HMRC have issued Brief 49/2009 setting out their view of the inheritance tax implications of contributions to employee benefit trusts (EBTs) by a close company. Section 13 IHTA 1984 generally exempts any contributions from a charge to IHT if the participators in the company are excluded from any benefit from the EBT. However, HMRC now consider that where all the beneficiaries are employees of the company and participators are excluded from benefit but nevertheless obtain a loan from the EBT, this represents a benefit to the participators so that the exemption of Section 13 does not apply. It sounds a bit extreme to suggest that a loan on arm’s length terms is a benefit – and even worse where the loan is made some years after the contribution was made. Do they then retrospectively decide that the exemption in Section 13 did not apply after all and that the contribution should be a chargeable transfer? I guess so – although I wonder what happens if they are out of time. There would seem to be no grounds for discovery because there was nothing wrong with the exemption claimed at the time.

They go on to say that a contribution to the employee benefit trust is a chargeable transfer which can be attributed to participators under Section 94 IHTA 1984 assuming that participators are not excluded from benefit. If participators are excluded from benefit, Section 13 will apply and the new interpretation (sorry – the current view) would not arise.

Section 12 also provides protection from a charge to inheritance tax if the contribution to the EBT is allowable in computing the profits of the company for the purposes of corporation tax. The basic rule for EBTs is that contributions are deductible by the company only when they are paid out to employees and chargeable to tax and NIC on them.

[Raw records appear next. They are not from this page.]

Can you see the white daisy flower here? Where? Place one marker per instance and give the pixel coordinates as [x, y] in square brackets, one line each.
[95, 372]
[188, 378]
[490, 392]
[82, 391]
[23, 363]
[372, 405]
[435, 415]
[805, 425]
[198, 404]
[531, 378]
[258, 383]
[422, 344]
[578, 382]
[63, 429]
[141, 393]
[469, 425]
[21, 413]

There is no particular time specified in Section 12. All it says is that the contribution is not a transfer of value “if it is allowable in computing [the company’s] profits or gains for the purposes of corporation tax”. The effect of the deferral rules is that relief is given in the subsequent year rather than the current year. That does not mean the contribution is not allowable – quite the contrary, it provides that it is allowable in a later year. (I suppose you could say that the contribution is allowable only after something else has happened – and therefore it is not allowable until that time.) HMRC take the view that Section 12 applies only to the extent that a deduction is allowable to the company for the tax year in which the contribution is made. On this basis, the transfer of value must be apportioned between the individual participators according to their shareholdings and charged to inheritance tax accordingly. HMRC say that this is their current view and pending a resolution of any legal challenge existing cases will be pursued by them on this basis.

When the contribution is subsequently allowed, I wonder if they will revise the treatment of the earlier chargeable transfer. Dream on.

HMRC are also a bit sniffy about the Section 10 exemption (transfers not intended to confer a gratuitous benefit). They say that by its very nature an EBT is a discretionary trust and contributions will often confer a gratuitous benefit on the participations. Well yes. And if it does, then obviously Section 10 cannot be satisfied so this does not take the argument anywhere. The whole idea of an EBT is to provide benefits to employees which is a bona fide commercial purpose – not an intention to confer gratuitous benefits.

I hope that this issue is going to be seriously reconsidered without having to wait for litigation.